Argentina's agricultural secretary announced on Tuesday that the country has identified its first incidence of bird flu in industrial poultry.
This prompted the suspension of exports of avian products and increased concerns that the disease would spread and harm Argentina's exports.
According to Secretary Juan José Bahillo's tweet, the case was found in the low-poultry density Rio Negro province in the south.
"Our poultry products continue to be safe for Argentines. The suspension of exports responds to the requirements of international regulations," he said, adding that the measure from the country's food safety agency aimed to avoid further spread.
The majority of the 25 confirmed cases so far have been in wild birds. Mid-February saw the first reports of cases, which prompted the government to declare a sanitary emergency, Reuters reported.
Argentina exports poultry products worth a little over $350 million annually.
Health experts in the Southeast Asian country of Cambodia say that recent cases of bird flu detected in two of its villagers, one of which was fatal, show no sign of human-to-human transmission, allaying concerns about a public health emergency, reports Mint.
Shortly after testing revealed she had Type H5N1 bird flu, an 11-year-old Cambodian girl from a village in the southeastern province of Prey Veng passed away on Feb. 22 at a hospital in the capital, Phnom Penh.
Her father tested positive for the virus the day after her death, but showed no strong symptoms and was released Tuesday from a Prey Veng hospital where he had been kept isolated, the Health Ministry said.
He was sent home after three negative tests. The two were the only villagers among more than two dozen tested who were found to carry the virus, the ministry said in a statement.
The father and daughter had both "been infected from poultry at their village, and there is no indication or evidence that there was infection from father to daughter," the Health Ministry reported after an investigation.
Experts from the World Health Organization, the United States Centers for Disease Control and Prevention, and their Cambodian counterparts came to the conclusion that they were directly exposed to birds, according to Ly Sovann, a spokesman for the Cambodian Ministry of Health.
In an interview published Tuesday on the website of the scientific journal Nature, a Cambodia-based virologist said the girl who died had been infected with a different strain of the bird flu virus than the one that has been spreading worldwide for the past year and a half among wild and domestic birds.

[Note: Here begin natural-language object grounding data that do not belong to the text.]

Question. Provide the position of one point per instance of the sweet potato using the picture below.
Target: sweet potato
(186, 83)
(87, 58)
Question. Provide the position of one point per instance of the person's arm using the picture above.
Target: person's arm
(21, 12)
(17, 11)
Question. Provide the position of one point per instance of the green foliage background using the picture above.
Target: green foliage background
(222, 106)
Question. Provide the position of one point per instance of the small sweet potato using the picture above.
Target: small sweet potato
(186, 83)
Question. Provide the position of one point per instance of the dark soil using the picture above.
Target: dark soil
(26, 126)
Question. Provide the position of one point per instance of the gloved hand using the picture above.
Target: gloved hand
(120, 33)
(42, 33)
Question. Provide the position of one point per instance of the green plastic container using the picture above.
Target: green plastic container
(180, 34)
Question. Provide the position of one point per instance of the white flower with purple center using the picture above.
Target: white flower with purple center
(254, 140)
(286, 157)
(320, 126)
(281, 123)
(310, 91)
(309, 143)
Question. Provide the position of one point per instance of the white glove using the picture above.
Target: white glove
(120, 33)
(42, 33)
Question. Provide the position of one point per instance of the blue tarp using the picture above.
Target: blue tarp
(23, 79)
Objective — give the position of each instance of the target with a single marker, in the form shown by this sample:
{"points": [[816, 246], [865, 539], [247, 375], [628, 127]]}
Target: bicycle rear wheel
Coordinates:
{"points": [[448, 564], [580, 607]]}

Fears are rising about bird flu's potential to spark a human pandemic, as well as its destruction of wildlife and farmed birds.
The following are certain precautions that could be taken to control its spread.
Protecting poultry
To prevent the spread and severity of bird flu, certain nations, particularly China, immunize poultry. At the moment, other governments around the globe are either enacting vaccination regulations or considering doing so.
Stopping a human pandemic
Increased surveillance of people who work in the poultry sector to make sure anyone who becomes infected is quickly detected and isolated.

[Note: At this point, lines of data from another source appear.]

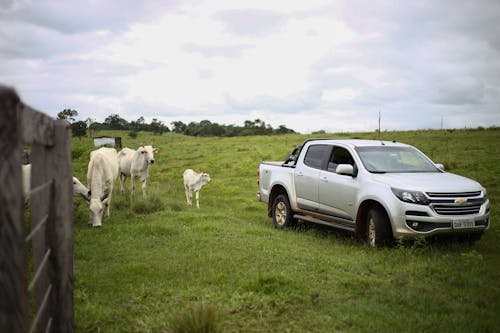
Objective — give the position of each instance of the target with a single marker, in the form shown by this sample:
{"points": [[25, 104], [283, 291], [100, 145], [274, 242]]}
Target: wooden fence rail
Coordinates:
{"points": [[49, 233]]}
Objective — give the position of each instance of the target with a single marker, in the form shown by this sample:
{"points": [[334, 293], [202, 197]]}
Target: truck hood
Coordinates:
{"points": [[429, 182]]}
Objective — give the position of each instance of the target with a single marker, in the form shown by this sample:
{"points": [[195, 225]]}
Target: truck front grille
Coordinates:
{"points": [[461, 203], [456, 209]]}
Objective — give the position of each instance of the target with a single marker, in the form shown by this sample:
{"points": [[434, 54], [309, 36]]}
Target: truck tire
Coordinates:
{"points": [[282, 213], [378, 228]]}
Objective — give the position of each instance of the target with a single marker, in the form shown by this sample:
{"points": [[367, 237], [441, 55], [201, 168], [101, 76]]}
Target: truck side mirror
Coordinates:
{"points": [[345, 169], [290, 158]]}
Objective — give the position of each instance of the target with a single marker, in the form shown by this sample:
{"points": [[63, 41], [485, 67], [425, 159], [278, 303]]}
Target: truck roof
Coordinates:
{"points": [[356, 142]]}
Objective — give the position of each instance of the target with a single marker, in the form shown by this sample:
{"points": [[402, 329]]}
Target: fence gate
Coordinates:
{"points": [[36, 257]]}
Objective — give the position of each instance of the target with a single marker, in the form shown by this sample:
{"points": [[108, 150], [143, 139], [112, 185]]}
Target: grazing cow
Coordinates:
{"points": [[135, 164], [101, 177], [78, 188], [193, 182]]}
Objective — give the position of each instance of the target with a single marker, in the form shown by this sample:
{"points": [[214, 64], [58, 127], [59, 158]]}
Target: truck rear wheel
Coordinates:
{"points": [[282, 213], [378, 228]]}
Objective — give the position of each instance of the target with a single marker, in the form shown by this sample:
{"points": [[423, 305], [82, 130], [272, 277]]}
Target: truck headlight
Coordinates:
{"points": [[485, 195], [415, 197]]}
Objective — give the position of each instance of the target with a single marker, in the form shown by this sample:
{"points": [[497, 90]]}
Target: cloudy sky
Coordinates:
{"points": [[309, 65]]}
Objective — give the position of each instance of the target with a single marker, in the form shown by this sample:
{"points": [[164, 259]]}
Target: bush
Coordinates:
{"points": [[199, 319]]}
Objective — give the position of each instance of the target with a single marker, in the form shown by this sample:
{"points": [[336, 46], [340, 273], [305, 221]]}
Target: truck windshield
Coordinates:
{"points": [[382, 159]]}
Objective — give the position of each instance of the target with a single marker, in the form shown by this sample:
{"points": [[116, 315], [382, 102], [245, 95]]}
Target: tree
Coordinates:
{"points": [[68, 115], [178, 127], [158, 127], [90, 125], [79, 129], [114, 121]]}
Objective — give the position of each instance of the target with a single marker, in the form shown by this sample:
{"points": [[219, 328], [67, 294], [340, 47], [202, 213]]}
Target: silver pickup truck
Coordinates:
{"points": [[380, 190]]}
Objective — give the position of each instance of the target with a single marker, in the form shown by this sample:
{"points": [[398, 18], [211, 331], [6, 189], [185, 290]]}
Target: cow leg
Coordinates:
{"points": [[144, 187], [107, 203], [122, 182], [186, 192], [132, 181]]}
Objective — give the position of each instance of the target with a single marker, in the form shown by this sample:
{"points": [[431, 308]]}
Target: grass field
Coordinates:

There are several methods for battling the illness if avian flu does cause a pandemic in humans.
There are approved human vaccines against avian flu, and the World Health Organization keeps track of H5N1's development so that these vaccines can be suitably updated.
Conserving Wildlife
Wildlife experts are attempting to determine which wild bird species are most seriously impacted by the avian flu and the implications this has for the disease's spread.
This discovery could help farmers anticipate when bird flu might be affecting them if, for example, it is combined with when specific birds are known to move.
It will also help scientists better target conservation actions.
That knowledge could help farmers target measures to protect poultry.